Military Wiki
Standard Car 4x2
Beaverettes of 53rd Reconnaissance Regiment on manoeuvres in Northern Ireland, 1941
Type Armoured car
Place of origin  United Kingdom
Production history
Manufacturer Standard Motor Company
Weight Mk I: 2 tonnes (2.2 short tons; 2.0 long tons)
Mk III: 2.6 tonnes (2.9 short tons; 2.6 long tons)
Length Mk I: 4.11 m (13 ft 6 in)
Mk III: 3.10 m (10 ft 2 in)
Width Mk I: 1.60 m (5 ft 3 in)
Mk III: 1.73 m (5 ft 8 in)
Height Mk I: 1.52 m (5 ft 0 in)
Mk III: 2.16 m (7 ft 1 in)
Crew 3

Armour Mk III: up to 9 mm (0.35 in)
Mk IV: up to 12 mm (0.47 in)
0.303 (7.7 mm) Bren MG or twin Vickers machine gun
Engine Standard 4-cylinder petrol engine
46 hp (34 kW)
Power/weight 17-23 hp/tonne
Suspension 4x2 wheel, leaf spring
Mk III: 300 km (190 mi)
Speed Mk III: 38 km/h (24 mph)

Standard Car 4x2, or Car Armoured Light Standard, better known as the Beaverette, was a British armoured car produced during World War II.


The first version of the vehicle was built in 1940 by Standard Motor Company at the instigation of Lord Beaverbrook, then Minister of Aircraft Production (hence the name Beaverette).
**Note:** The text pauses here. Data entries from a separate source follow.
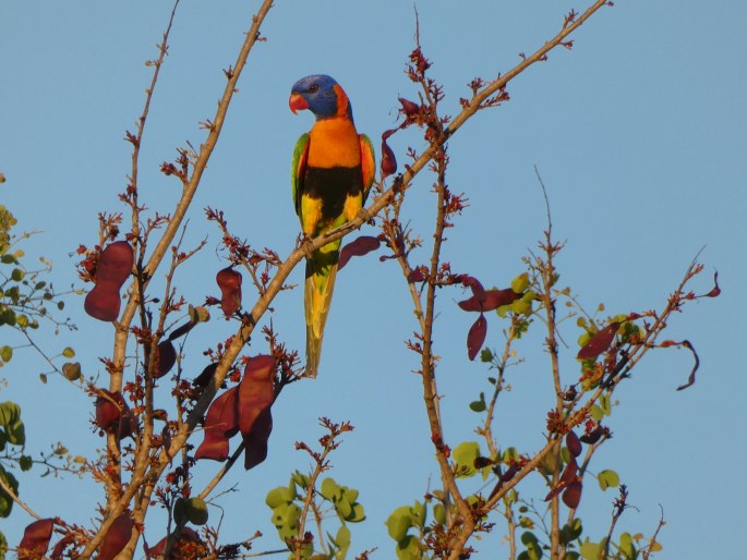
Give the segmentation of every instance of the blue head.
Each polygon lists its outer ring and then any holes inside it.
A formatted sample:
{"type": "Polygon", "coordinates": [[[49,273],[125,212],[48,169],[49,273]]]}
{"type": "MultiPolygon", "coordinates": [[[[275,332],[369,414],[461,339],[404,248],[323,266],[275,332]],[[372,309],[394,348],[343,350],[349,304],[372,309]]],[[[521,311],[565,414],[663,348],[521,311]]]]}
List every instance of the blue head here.
{"type": "Polygon", "coordinates": [[[352,120],[352,109],[348,96],[330,76],[316,74],[302,77],[293,84],[288,101],[290,110],[309,109],[316,119],[347,117],[352,120]]]}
It was based on commercial car chassis, on which a simple riveted armoured hull was mounted. The 11mm of steel was backed by 3 inch thick oak planks.[1] The hull was open at the top and at the rear. The armament consisted of Bren light machine gun which could be fired through a slot in the glacis armour. Subsequent versions received all-around protection and a machine gun turret - an enclosed one with Bren MG or an open-topped one with twin Vickers machine guns. Some vehicles also carried Boys anti-tank rifles. Some had No. 11 or No. 19 radio set. The production was stopped in 1942. About 2,800 units were delivered.

The Beaverette was used by the British Army and Royal Air Force for home defence service and training. The vehicle is said to have suffered from excessive weight and to be hard to handle.

Standard Mk II Beaverette II light reconnaissance cars manned by members of the Home Guard in the Highlands of Scotland, 14 February 1941.


  • Mk I - original version.
  • Mk II - had all-around armour and the radiator grill was moved from a vertical position to a horizontal one.[1]
  • Mk III Beaverbug - had shortened chassis, redesigned hull without curved front wings, with top armour and a machine gun turret.
  • Mk IV - glacis armour was redesigned to improve visibility.
  • A similar vehicle, known as Beaverette (NZ), was produced in New Zealand Railways workshops, Hutt Valley. The car used a Ford 3/4 or 1-ton truck chassis and plate salvaged from the ships Port Bowen and Mokoia for armour. They had a crew of 4 and 208 units were built.[2]


A Mark III Beaverette is displayed at the Imperial War Museum Duxford. Another Mark III is in the Cobbaton Combat Collection, a private collection of military vehicles in Umberleigh, Devon in the United Kingdom[3] A Mark IV Beaverette is displayed at the Museum Bevrijding Vleugels in the Netherlands.


The Beaverette Mk III at the Imperial War Museum Duxford

  1. 1.0 1.1 Livesey, Jack (2007). Armoured Fighting Vehicles of Would Wars I and II. Southwater. p. 36. ISBN 978-1-84476-370-2. 
  2. Richard Stowers - Waikato Troopers, Richard Stowers 2008, ISBN 978-0-473-13146-3
  3. "Standard Beaverette MKIII 1941". Cobbaton Combat Collection. Retrieved February 28, 2013. 
  • George Forty - World War Two Armoured Fighting Vehicles and Self-Propelled Artillery, Osprey Publishing 1996, ISBN 978-1-85532-582-1.
  • I. Moschanskiy - Armored vehicles of the Great Britain 1939-1945 part 2, Modelist-Konstruktor, Bronekollektsiya 1999-02 (И. Мощанский - Бронетанковая техника Великобритании 1939-1945 часть 2, Моделист-Конструктор, Бронеколлекция 1999-02).